Thanks cipergoth, for raising this fundamental issue. I'll try to defend the "no belief" approach, since I still consider it possibly correct. However, it should be noted that other options include credence intervals, for example "somewhere between almost-certain and certain, inclusive".
On the first argument - you have to make a decision, but it needn't literally be a calculated decision.

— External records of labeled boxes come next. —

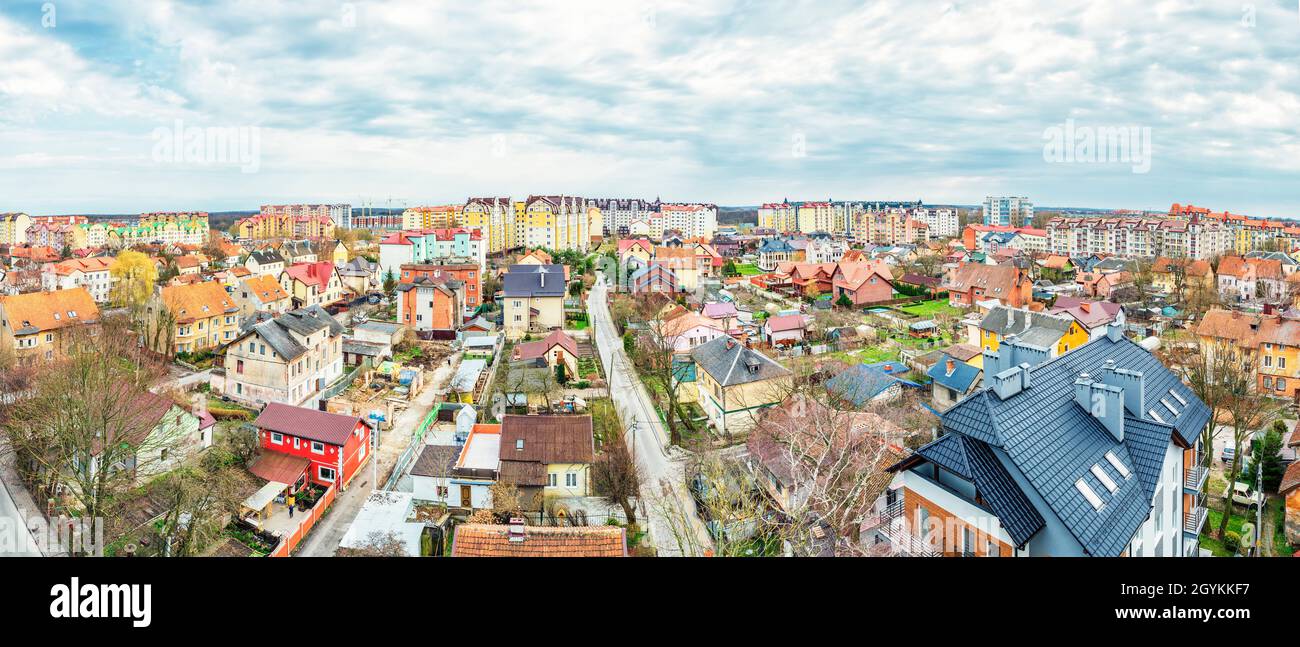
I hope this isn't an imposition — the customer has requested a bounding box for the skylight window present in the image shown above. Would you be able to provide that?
[1106,452,1128,478]
[1074,478,1102,511]
[1092,465,1119,494]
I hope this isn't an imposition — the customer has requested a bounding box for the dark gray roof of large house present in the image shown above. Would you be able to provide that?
[979,305,1074,348]
[690,335,790,386]
[900,434,1047,547]
[943,336,1210,556]
[502,265,567,296]
[235,305,343,360]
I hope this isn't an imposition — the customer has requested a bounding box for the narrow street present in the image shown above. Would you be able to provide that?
[588,274,712,556]
[296,353,460,557]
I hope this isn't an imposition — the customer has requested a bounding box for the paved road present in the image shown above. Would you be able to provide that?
[588,275,712,556]
[295,353,460,557]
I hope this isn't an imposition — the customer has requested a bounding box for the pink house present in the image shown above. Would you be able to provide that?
[763,314,806,346]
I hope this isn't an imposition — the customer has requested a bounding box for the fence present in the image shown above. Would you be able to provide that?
[384,403,442,490]
[321,365,361,400]
[270,485,337,557]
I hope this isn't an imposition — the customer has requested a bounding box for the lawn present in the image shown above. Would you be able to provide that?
[898,299,962,317]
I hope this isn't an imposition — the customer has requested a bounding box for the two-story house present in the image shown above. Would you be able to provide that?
[502,265,568,339]
[219,305,343,407]
[876,326,1210,557]
[0,287,99,364]
[690,335,793,435]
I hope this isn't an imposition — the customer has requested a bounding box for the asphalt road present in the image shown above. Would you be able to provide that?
[588,275,712,556]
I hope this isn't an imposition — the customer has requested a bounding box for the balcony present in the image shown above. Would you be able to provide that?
[1183,460,1210,492]
[1183,498,1209,537]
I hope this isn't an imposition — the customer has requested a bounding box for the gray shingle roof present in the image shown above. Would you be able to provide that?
[690,335,790,386]
[943,336,1209,556]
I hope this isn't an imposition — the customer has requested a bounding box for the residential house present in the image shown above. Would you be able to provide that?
[763,314,807,348]
[233,275,293,318]
[926,353,984,412]
[943,264,1034,308]
[510,330,579,377]
[146,281,239,353]
[40,256,116,303]
[502,265,567,339]
[967,305,1089,357]
[211,305,343,407]
[280,261,343,308]
[451,520,628,557]
[880,326,1210,557]
[690,336,793,435]
[498,414,595,501]
[0,287,99,365]
[831,261,893,307]
[244,247,285,279]
[1048,296,1128,347]
[397,270,465,339]
[252,401,371,490]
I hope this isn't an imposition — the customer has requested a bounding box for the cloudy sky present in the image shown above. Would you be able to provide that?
[0,0,1300,217]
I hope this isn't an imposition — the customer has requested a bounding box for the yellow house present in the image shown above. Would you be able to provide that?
[146,281,239,355]
[967,305,1089,357]
[498,414,595,503]
[690,335,793,435]
[0,287,99,364]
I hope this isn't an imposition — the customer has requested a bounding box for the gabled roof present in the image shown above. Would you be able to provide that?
[941,336,1210,556]
[254,403,364,447]
[690,335,792,387]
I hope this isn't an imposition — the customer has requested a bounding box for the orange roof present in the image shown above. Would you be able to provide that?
[451,524,628,557]
[243,277,289,303]
[163,281,239,324]
[0,287,99,335]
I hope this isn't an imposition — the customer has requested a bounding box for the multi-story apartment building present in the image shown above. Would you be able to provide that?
[146,281,239,355]
[1047,218,1232,260]
[984,195,1034,227]
[911,207,961,238]
[867,325,1210,557]
[237,204,340,240]
[659,204,718,240]
[211,305,343,409]
[380,227,488,277]
[40,256,113,303]
[0,287,99,364]
[0,213,31,244]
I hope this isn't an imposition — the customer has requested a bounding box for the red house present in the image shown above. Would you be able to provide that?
[254,403,371,488]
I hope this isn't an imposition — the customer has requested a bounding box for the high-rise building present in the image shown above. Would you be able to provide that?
[984,196,1034,227]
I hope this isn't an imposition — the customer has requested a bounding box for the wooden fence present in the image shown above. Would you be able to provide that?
[270,485,338,557]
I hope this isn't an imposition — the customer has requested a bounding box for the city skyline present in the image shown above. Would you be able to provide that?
[0,0,1300,218]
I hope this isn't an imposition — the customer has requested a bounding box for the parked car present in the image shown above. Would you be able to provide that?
[1223,481,1264,509]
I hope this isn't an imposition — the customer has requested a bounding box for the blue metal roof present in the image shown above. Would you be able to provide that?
[943,336,1210,556]
[926,353,980,394]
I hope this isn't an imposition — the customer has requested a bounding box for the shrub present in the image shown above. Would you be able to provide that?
[1223,530,1242,553]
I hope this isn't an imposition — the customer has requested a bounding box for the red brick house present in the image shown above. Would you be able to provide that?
[941,262,1034,308]
[254,403,371,488]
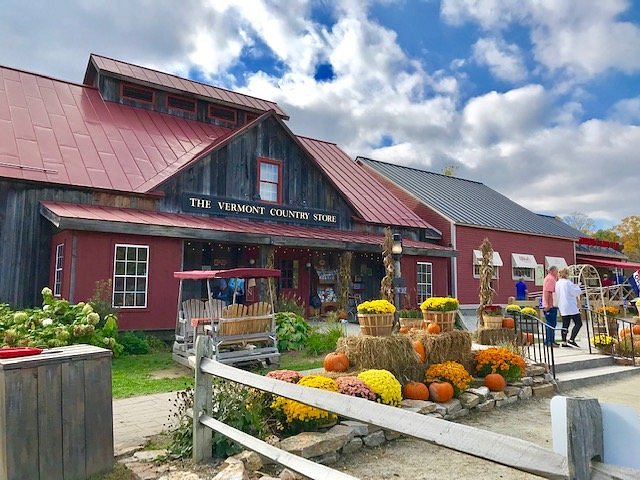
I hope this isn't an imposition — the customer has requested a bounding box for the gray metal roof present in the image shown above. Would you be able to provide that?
[356,157,584,238]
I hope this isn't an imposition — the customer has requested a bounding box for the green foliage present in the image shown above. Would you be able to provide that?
[275,312,310,352]
[0,287,122,356]
[307,323,343,355]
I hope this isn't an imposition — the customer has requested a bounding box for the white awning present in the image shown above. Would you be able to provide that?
[473,250,504,267]
[544,257,567,270]
[511,253,538,268]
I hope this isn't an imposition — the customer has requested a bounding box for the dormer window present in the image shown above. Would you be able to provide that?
[167,95,196,113]
[209,105,237,124]
[122,83,154,104]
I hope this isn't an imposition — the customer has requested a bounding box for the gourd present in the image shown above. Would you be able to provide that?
[411,340,426,363]
[427,322,440,335]
[429,382,453,403]
[402,382,429,400]
[484,373,507,392]
[322,352,349,372]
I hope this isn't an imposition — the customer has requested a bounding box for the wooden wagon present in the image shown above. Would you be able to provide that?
[173,268,280,365]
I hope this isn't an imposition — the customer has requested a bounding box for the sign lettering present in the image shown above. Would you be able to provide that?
[182,193,339,227]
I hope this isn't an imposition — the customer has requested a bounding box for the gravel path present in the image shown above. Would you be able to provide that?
[334,376,640,480]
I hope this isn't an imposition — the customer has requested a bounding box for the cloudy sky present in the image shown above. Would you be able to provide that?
[0,0,640,226]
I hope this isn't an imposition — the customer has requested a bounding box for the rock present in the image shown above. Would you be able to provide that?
[213,458,249,480]
[503,386,520,397]
[327,424,356,442]
[476,400,496,412]
[342,437,363,455]
[340,420,381,437]
[384,430,402,442]
[133,450,167,462]
[459,392,480,408]
[531,383,556,397]
[280,432,348,458]
[401,399,436,414]
[362,430,386,448]
[518,386,533,400]
[231,450,263,472]
[466,386,489,402]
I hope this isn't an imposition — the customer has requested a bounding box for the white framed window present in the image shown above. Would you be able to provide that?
[53,243,64,297]
[113,244,149,308]
[416,262,433,303]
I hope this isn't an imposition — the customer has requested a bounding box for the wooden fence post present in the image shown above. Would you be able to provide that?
[193,335,213,463]
[566,397,604,480]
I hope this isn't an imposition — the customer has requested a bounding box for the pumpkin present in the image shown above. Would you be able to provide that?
[402,382,429,400]
[502,317,516,328]
[322,352,349,372]
[484,373,507,392]
[429,382,453,403]
[427,322,440,335]
[411,340,427,363]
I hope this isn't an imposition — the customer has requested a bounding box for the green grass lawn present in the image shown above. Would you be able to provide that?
[112,351,193,398]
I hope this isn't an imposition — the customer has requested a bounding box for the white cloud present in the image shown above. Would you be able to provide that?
[473,38,527,83]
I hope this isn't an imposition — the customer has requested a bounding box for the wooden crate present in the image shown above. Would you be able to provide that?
[0,345,114,480]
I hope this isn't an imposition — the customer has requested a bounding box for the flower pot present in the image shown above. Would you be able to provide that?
[358,313,393,337]
[422,310,456,332]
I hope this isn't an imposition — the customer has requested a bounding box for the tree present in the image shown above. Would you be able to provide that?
[615,215,640,261]
[563,212,594,235]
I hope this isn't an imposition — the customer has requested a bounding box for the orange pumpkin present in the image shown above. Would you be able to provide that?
[427,322,440,335]
[484,373,507,392]
[502,317,516,328]
[411,340,426,363]
[322,352,349,372]
[429,382,453,403]
[402,382,429,400]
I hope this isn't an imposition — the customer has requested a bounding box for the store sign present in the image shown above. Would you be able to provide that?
[182,193,339,227]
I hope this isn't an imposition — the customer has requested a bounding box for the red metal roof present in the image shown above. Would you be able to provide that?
[0,67,233,193]
[89,53,289,118]
[42,202,452,253]
[298,137,437,231]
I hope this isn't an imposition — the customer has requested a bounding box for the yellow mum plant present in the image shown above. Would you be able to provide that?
[425,361,473,397]
[271,375,339,424]
[420,297,460,312]
[358,370,402,407]
[358,300,396,315]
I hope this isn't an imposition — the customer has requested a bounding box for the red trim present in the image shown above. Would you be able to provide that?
[207,103,238,124]
[165,94,198,113]
[120,82,156,105]
[258,157,282,205]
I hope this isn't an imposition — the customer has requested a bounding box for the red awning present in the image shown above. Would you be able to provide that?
[576,255,640,269]
[173,268,280,280]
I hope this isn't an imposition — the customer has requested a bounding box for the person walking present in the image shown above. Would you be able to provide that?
[556,268,582,348]
[542,266,558,347]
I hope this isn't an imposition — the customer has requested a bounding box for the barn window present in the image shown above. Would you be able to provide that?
[113,244,149,308]
[258,158,282,203]
[122,83,154,103]
[53,243,64,297]
[209,105,237,123]
[167,95,196,113]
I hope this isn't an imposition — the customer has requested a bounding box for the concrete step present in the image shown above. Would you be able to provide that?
[556,365,640,392]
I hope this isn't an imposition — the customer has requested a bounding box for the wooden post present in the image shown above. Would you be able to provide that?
[566,397,604,480]
[193,335,213,463]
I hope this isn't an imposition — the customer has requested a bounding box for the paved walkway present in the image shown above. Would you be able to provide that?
[113,392,176,456]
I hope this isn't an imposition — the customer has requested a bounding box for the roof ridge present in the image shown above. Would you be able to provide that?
[0,64,98,90]
[89,53,278,105]
[356,155,482,188]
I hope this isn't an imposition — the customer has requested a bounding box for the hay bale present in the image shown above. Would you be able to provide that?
[336,335,424,382]
[409,330,473,370]
[478,328,516,345]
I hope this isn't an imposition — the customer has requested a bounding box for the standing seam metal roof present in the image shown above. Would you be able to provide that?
[357,157,582,239]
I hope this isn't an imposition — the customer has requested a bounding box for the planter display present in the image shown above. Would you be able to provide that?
[358,313,393,337]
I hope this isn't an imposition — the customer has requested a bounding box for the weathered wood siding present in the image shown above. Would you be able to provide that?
[160,118,354,229]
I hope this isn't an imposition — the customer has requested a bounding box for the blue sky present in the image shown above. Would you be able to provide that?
[0,0,640,226]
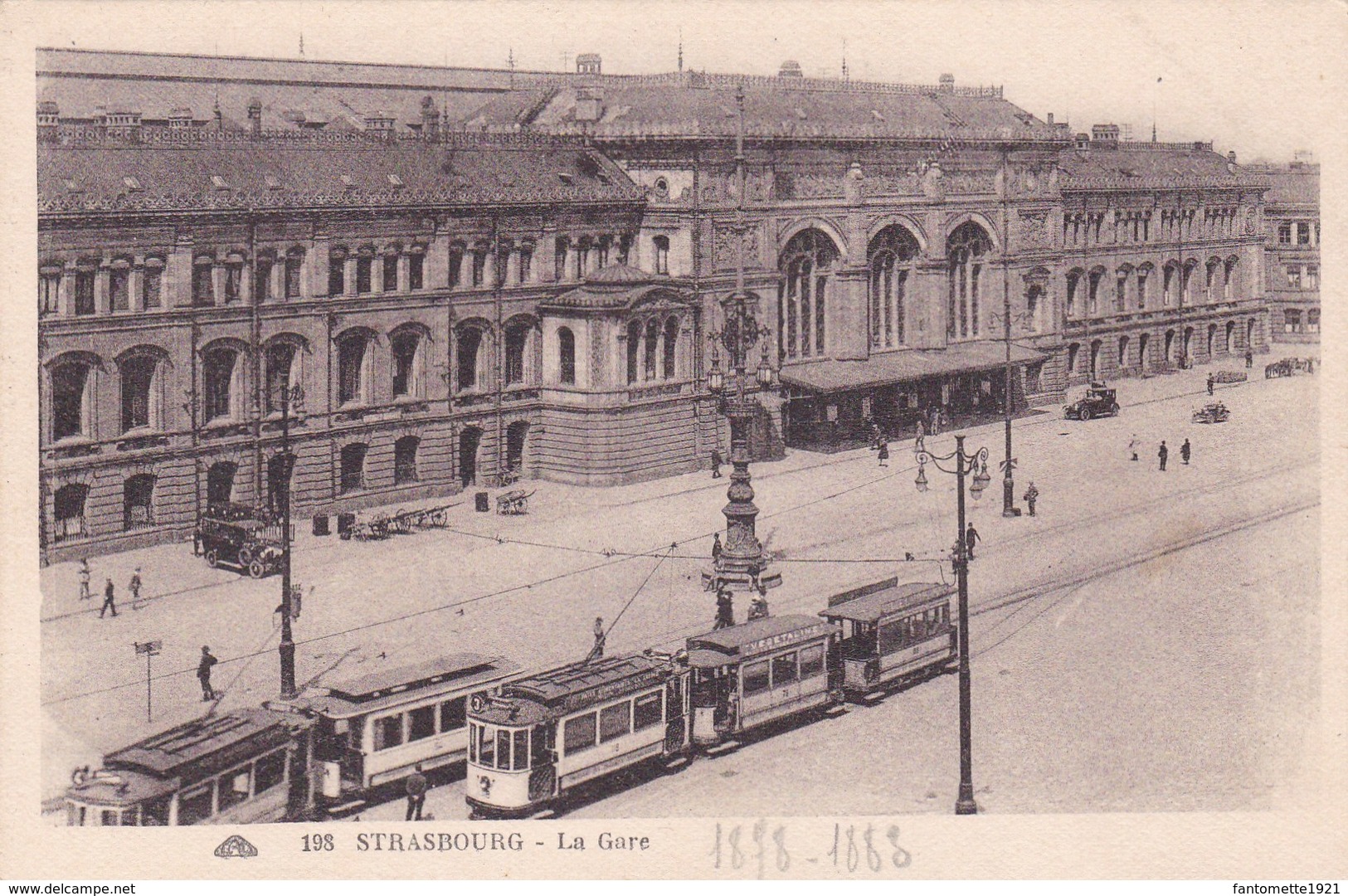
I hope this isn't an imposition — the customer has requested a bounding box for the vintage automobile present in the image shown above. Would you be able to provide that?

On the second, I would suggest a model of thought which has more continuity. In between "no belief" and a precise numerical probability could lie various qualitative assessments of the evidence for and against. On this model, the precise probabilities that a speaker might avow for certain select bets are good-enough approximations to a belief-state that may not quite fully live up to that precision. The exact numerical probabilities are used because expected utility calculations are a convenient approach to certain decisions. The jump from qualitative to numerical probabilities is made when the perceived advantages of expected utility calculations justify it - and perhaps the jump is more verbal than real.
Teddy Seidenfeld has a critique of maximum-entropy priors which, to my admittedly ill-trained eye, looks like a serious problem. I would love to believe that every probability question has an objective answer. But I don't, at least not yet.
Sorry if this seems incomplete - thought I'd fire this off as a discussion post now and hope to return to it with a more well-rounded post later.
Less Wrongers are used to thinking of uncertainty as best represented as a probability - or perhaps as a log odds ratio, stretching from minus infinity to infinity. But when I argue with people about for example cryonics, it appears most people consider that some possibilities simply don't appear on this scale at all: that we should not sign up for cryonics because no belief about its chances of working can be justified. Rejecting this category seems to me one of the key foundational ideas of this community, but as far as I know the only article specifically discussing it is "I don't know", which doesn't make a devastatingly strong case. What other writing discusses this idea?
I think there are two key arguments against this. First, you have to make a decision anyway, and the "no belief" uncertainty doesn't help with that. Second, "no belief" is treated as disconnected from the probability line; so at some point evidence causes a discontinuous jump from "no belief" to some level of confidence. This discontinuity seems very unnatural. How can evidence add up to a discontinuous jump - what happened to all the evidence before the jump?